Do there exist real numbers #a,b# such that (1) #a+b# is rational and #a^n+b^n# is irrational for each natural #n ge 2# (2) #a+b# is irrational and #a^n+b^n# is rational for each natural #n ge 2#?

2 Answers
Sep 11, 2017

(1) Yes, e.g. #a=pi#, #b=1-pi#

(2) No, see explanation.

Explanation:

(1) Let #a=pi#, #b=1-pi#

Then:

#a+b = 1# is rational

When #n >= 2#

#a^n+b^n = pi^n+(1-pi)^n#

is a non-trivial polynomial in #pi#, hence irrational, since #pi# is transcendental.

#color(white)()#
(2) Suppose #a^n+b^n# is rational for all #n >= 2#

If #a=b=0# then #a+b# is rational.

If #a=0# and #b!=0# or #a!=0# and #b=0# then:

#(a^3+b^3)/(a^2+b^2) = a+b" "# is rational

Otherwise suppose #a, b != 0#

Then:

#(a^2+b^2)^2-(a^4+b^4) = 2a^2b^2#

The left hand side is rational, so the right hand side must be.

Hence #a^2b^2# is rational.

Then:

#(a^2+b^2)(a^3+b^3)-(a^5+b^5) = a^2b^2(a+b)#

The left hand side of this equation is rational and the multiplier #a^2b^2# is also rational (and non-zero). So #a+b# is rational.

Sep 12, 2017

(1) Let #a=sqrt(2)# and #b=1-sqrt(2)#

Explanation:

Here's an alternative answer for (1) using simple irrational numbers:

Let #a = sqrt(2)#, #b=1-sqrt(2)#

Then:

#a+b = 1" "# is rational

Note that:

#(p+qsqrt(2))(1-sqrt(2)) = (p-2q)+(q-p)sqrt(2)#

So consider the recursively defined sequences:

#p_0 = 1#

#q_0 = 0#

#p_(n+1) = p_n-2q_n#

#q_(n+1) = q_n-p_n#

Then:

  • #p_n + q_nsqrt(2) = (1-sqrt(2))^n# for #n >= 0#

  • The sequences begin:

#1, 1, 3, 7, 25, 57, 139,...#

#0, -1, -2, -9, -16, -41, -98,...#

  • #p_n > 0# for all #n >= 0# and is always odd.

  • #q_n < 0# for all #n >= 1# and alternates between odd and even values.

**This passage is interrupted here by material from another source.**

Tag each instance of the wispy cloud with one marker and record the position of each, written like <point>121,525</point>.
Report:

We can also define sequences for the #a^n# term, by:

#r_0 = 1#

#s_0 = 0#

#r_(n+1) = 2s_n#

#s_(n+1) = r_n#

Then:

  • #r_n + s_nsqrt(2) = sqrt(2)^n# for #n >= 0#

  • These sequences begin:

#1, 0, 2, 0, 4, 0, 8,...#

#0, 1, 0, 2, 0, 4, 0,...#

Note that when #n >= 2#, both #r_n# and #s_n# are even.

When #n# is even then #s_n = 0#, so #q_n+s_n = q_n < 0# for #n >= 2#.

When #n# is odd then #q_n# is odd so #q_n+s_n# is odd and non-zero.

Hence in all cases, when #n >= 2# we find:

#sqrt(2)^n + (1-sqrt(2))^n = (p_n+r_n) + (q_n+s_n)sqrt(2)#

with #q_n+s_n != 0# and hence irrational.